К тому времени, когда сын Массасойта, Метакомет, стал вождем, общие застолья индейцев и пилигримов ушли в прошлое. Метакомет, также известный как «король Филип»[1], был вынужден подписать мирный договор, отказавшись от вооружения индейцев. Трое из его людей были повешены. Родной брат, Вамсутта, был, скажем так, с большой вероятностью отравлен после того, как его доставили в Плимутский суд и арестовали. Все это привело к первой официально объявленной индейской войне. Первой войне с индейцами. «Войне короля Филипа». Через три года война закончилась и Метакомет оказался в бегах. Но был пойман Бенджамином Черчем, капитаном первых американских рейнджеров, и индейцем по имени Джон Олдермен. Метакомет был обезглавлен и расчленен. Четвертован. Части его тела, чтобы их клевали птицы, развесили на соседних деревьях. Олдермен, заполучив кисть руки Метакомета, держал ее в судке с ромом и годами возил с собой, показывая за плату любопытным зевакам. Голову Метакомета продали Плимутской колонии за тридцать шиллингов – в то время обычная ставка за голову индейца. Насаженную на шест голову вождя пронесли по улицам Плимута, а затем выставили в местном форте на следующие двадцать пять лет.
В 1637 году от четырехсот до семисот пекотов собрались на ежегодную Пляску зеленой кукурузы[2]. Колонисты окружили их деревню, подожгли ее и расстреливали всех, кто пытался бежать. На следующий день колония Массачусетского залива[3] устроила праздничный пир, и губернатор объявил его Днем благодарения. Благодарения, подобные этим, случались повсюду, где происходило то, что называли «удачной резней». Говорят, во время одного из таких празднеств на Манхэттене жители на радостях пинали головы пекотов, гоняя их по улицам, как футбольные мячи.

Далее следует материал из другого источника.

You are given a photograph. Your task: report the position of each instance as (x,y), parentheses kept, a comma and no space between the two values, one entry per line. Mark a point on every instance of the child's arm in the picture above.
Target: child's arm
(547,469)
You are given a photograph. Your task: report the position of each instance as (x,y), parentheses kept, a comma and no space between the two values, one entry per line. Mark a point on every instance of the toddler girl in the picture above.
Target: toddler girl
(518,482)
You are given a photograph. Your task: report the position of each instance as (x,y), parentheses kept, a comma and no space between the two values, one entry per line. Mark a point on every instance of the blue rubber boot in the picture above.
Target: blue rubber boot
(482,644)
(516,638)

Первый роман, написанный коренным североамериканцем, как и вообще в Калифорнии, увидел свет в 1854 году. Его автором стал Джон Роллин Ридж, выходец из племени чероки. Роман «Жизнь и приключения Хоакина Мурьеты» основан на предположительно реальных событиях жизни мексиканского бандита из Калифорнии с тем же именем, что и убитый группой техасских рейнджеров в 1853 году. Чтобы доказать факт убийства Мурьеты и получить 5000 долларов вознаграждения, назначенного за его голову, ее отрубили. И держали в банке с виски. Как и кисть руки его компаньона, Трехпалого Джека. Рейнджеры возили голову Мурьеты и руку Джека по всей Калифорнии, показывая публике за доллар.
Голова индейца в банке, голова индейца на шесте, выставленные на всеобщее обозрение, реяли, как флаги, над толпой. Так же, как тестовая таблица «Голова индейца» транслировалась спящим американцам, отплывающим из своих гостиных по океану сине-зеленых светящихся эфирных волн к берегам и экранам Нового Света.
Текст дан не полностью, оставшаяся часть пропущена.